If I've stuck Parrot in /usr/bin it seems unlikely that I'll have parrot's library files hanging off of /usr/bin.
Right, so you do what Mac OS X does with the java executable--you put a symlink in /usr/bin, pointing to the real location. And your "path to the executable" has to call realpath() or the equivalent to resolve such symlinks (which you need to do in order for path logic to do-the-right-thing).
And if I've got a few hundred machines with parrot's library NFS mounted in different places (to match conflicting vendor standards and other whackjob breakage which is endemic in, well, the world) it really falls down. :)
I'm not sure I get your meaning here. By "executable", I mean standalone-parrot, not libparrot, of course. If you mean that libparrot might end up in 100 different places, then you'll not end up with the dynamic linker finding things properly, so you'll have a bigger problem to solve. If you mean that standalone-parrot could end up in 100 different places, then you're going to have 100 different ways you need to set up $PATH just to launch it, but once it's executing you'd still be fine. Or each host will have its own separate symlink in /usr/bin to the right location for that host, and everything will just be fine.
Add to that you can't always figure out where Parrot really is both because of chroot behaviour and some odd "where am I really" problems with suid scripts in some places.
With chroot, frankly, you have the same problem with DLLs, and you end up needing to have all of your necessary external resources located in your chroot-dir so that their paths after the chroot match their paths before. So that was a bad example on my part, really. (And, if you are chroot-ing from within a parrot script, you're in a place where you'd want to re-point your config dir path to match.)
But with interpreter files we could have the problem that the kernel hides the info from us. But for bytecode files, if they're launched like java apps are launched, with "parrot foo", then that problem wouldn't come up.
Having the executable path as an optional way to get the info's not necessarily a bad thing, but I think it's safe to say that it's not The Right Thing. (If there even is one)
Yeah, I don't think there's a 100% solution, but it would be nice to have something which works 95% of the time and is flexible/convenient, in preference to something that works 96% of the time and is less powerful.
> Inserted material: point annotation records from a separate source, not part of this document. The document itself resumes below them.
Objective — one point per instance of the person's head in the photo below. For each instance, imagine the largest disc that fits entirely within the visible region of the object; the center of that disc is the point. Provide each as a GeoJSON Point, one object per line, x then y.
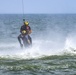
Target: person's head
{"type": "Point", "coordinates": [26, 23]}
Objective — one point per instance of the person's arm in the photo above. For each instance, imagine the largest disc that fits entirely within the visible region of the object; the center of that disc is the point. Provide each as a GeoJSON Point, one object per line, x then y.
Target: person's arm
{"type": "Point", "coordinates": [30, 31]}
{"type": "Point", "coordinates": [19, 39]}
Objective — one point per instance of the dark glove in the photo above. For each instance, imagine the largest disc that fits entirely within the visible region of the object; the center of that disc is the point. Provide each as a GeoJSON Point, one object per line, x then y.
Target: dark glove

I think a reasonable approach would be:
1) Always allow the config location to be overridden via a command-line parameter, and change-able from bytecode. (That let's you be 100% unambiguous, at the cost of needing to execute parrot in a particular way. And it's convenient for testing against a whole bunch of different sets of configs without rebuilding.)
2a) On platforms which support it, auto-find the executable, and base the config path on that.
2b) On platforms which don't support that (and even, as a compile-time option for those which support it), have a compiled-in path to use.
This basically matches the API you mentioned before, and boils down to what gets passed to Parrot_set_library_base() (or, call it Parrot_set_configuration_base maybe) at launch time--it gets passed either an explicitly supplied value, an inferred value, or a compiled-in value).